Bus blast deadliest attack since 2001

? Nasir Ahmad lay in a hospital bed, his right eye swollen and his cheek covered in a bloody bandage, hours after being pulled from the charred wreckage of a bus blasted apart by a suicide bomber.

An Afghan police investigation team inspects the police bus after a bomb blast Sunday in Kabul, Afghanistan. A bomb ripped through a police bus in a crowded civilian area in the Afghan capital Sunday, killing 35 people, 22 of whom were police instructors, and wounding more than 50 others, officials said.

Ahmad, a 22-year-old janitor at Kabul’s police academy, gave short, pained responses as he described sitting in the back of the bus, behind at least 22 police trainers who couldn’t escape.

“There were between 30 to 40 police instructors in the bus,” Ahmad said, halting wearily after every other word. It was the only full sentence he managed to utter before stopping from exhaustion.

The deadliest insurgent attack since the U.S.-led invasion of Afghanistan in 2001 destroyed a bus full of police instructors at Kabul’s busiest transportation hub, killing 35 people and wounding 52, officials said.

Sunday’s enormous suicide blast, which raised the specter of an increase in Iraq-style bombings with heavy casualties, was at least the fourth attack against a bus carrying Afghan police or army soldiers in Kabul this year. The blast sheared off the bus’ metal sidings and roof, leaving a charred frame.

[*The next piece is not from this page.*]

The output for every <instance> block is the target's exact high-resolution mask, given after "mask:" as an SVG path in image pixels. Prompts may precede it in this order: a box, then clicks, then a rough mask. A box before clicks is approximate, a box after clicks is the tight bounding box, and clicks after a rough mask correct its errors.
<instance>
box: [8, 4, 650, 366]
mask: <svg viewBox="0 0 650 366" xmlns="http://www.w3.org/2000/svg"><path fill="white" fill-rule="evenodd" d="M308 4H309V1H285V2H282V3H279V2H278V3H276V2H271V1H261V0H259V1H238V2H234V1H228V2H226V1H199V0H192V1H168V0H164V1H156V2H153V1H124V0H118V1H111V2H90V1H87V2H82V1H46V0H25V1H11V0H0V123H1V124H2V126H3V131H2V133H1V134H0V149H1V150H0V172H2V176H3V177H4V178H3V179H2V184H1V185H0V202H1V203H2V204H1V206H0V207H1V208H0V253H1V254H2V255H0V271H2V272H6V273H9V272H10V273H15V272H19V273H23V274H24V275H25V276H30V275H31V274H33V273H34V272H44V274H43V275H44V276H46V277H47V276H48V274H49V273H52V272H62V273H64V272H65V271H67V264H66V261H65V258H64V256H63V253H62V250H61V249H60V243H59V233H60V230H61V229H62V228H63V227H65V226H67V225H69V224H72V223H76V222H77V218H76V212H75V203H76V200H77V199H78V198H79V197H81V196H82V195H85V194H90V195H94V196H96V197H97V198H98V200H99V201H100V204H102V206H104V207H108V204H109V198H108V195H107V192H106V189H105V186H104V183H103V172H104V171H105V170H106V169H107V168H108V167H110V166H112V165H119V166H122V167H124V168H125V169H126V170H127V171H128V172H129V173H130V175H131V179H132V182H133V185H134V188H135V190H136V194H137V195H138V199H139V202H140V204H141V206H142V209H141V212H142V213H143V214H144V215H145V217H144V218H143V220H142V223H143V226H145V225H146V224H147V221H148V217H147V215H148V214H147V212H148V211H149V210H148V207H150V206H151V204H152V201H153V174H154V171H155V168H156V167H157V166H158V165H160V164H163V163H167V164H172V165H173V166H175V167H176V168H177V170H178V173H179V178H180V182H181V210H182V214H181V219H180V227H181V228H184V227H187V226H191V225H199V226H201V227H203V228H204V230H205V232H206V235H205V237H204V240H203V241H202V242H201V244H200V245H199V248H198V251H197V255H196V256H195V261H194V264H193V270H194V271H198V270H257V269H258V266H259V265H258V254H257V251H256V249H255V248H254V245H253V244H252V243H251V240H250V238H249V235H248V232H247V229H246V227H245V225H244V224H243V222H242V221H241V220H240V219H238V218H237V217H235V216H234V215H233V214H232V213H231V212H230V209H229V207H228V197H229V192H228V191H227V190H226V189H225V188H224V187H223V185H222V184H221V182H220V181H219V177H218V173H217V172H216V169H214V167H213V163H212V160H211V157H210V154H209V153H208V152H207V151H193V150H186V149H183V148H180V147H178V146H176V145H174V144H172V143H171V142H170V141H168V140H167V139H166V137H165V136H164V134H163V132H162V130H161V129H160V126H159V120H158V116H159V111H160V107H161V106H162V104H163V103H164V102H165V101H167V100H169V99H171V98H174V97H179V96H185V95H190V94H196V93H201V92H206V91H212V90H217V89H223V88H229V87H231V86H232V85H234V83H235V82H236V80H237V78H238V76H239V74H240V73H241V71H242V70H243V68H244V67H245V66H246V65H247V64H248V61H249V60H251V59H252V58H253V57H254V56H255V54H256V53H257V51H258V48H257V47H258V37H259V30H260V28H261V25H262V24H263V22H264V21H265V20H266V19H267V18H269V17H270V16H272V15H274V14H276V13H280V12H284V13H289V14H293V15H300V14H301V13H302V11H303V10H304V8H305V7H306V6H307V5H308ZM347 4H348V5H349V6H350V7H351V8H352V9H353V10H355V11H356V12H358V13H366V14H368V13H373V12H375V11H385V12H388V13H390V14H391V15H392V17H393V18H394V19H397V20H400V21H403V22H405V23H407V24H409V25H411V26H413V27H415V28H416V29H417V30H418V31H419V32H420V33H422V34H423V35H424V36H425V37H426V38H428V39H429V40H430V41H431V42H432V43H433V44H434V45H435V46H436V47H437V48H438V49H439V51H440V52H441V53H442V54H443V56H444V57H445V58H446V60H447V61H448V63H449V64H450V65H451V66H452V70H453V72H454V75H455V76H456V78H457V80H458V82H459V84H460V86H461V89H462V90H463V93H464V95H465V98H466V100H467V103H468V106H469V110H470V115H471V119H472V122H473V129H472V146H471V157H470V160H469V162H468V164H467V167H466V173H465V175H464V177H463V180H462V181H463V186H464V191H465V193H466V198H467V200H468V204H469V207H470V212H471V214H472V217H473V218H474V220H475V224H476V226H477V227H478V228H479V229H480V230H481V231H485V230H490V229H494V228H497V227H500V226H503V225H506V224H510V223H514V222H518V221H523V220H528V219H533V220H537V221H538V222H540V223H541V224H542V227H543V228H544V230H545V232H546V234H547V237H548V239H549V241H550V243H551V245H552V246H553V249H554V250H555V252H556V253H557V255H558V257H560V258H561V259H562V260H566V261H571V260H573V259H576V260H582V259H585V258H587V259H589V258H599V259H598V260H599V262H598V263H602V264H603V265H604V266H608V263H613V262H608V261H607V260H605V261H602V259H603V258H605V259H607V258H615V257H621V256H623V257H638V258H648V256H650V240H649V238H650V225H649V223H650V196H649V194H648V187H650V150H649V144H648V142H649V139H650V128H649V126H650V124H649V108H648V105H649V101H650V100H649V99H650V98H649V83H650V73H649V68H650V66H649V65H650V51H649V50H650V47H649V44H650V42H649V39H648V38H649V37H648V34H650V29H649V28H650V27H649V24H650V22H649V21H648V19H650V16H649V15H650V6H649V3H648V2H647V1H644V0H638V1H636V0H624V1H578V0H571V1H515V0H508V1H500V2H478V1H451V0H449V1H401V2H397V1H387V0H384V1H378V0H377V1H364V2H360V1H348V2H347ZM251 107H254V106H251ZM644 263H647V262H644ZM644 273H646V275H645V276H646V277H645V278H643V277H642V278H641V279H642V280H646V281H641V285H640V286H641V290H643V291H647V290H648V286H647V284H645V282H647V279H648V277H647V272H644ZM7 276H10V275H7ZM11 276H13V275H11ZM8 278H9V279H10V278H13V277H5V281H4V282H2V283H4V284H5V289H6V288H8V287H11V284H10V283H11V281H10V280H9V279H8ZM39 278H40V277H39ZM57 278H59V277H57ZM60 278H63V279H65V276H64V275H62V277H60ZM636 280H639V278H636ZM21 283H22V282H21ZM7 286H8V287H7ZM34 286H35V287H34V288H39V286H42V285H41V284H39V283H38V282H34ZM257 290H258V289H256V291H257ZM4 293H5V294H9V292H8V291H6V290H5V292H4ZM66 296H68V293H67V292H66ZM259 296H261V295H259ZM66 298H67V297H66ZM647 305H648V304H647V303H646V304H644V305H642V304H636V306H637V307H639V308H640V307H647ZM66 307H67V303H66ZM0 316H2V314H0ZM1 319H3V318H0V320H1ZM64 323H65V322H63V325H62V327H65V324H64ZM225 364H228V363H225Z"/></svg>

“Never in my life have I heard such a sound,” said Ali Jawad, a 48-year-old who was selling phone cards near the scene of the bombing. “A big fireball followed. I saw blood and a decapitated man thrown out of the bus.”

Condemning the attack, President Hamid Karzai said the “enemies of Afghanistan” were trying to stop the development of Afghan security forces, a key component in the U.S.-NATO strategy of handing over security responsibilities to the Afghan government one day, allowing Western forces to leave.

Purported Taliban spokesman Qari Yousef Ahmadi said a Taliban suicide bomber named Mullah Asim Abdul Rahman caused the blast. His claim could not be verified.

Zemeri Bashary, the spokesman for the Interior Ministry, said late Sunday that 35 were killed and 52 wounded in the blast. Karzai’s office said 22 police instructors died, indicating that 13 of the dead were civilians.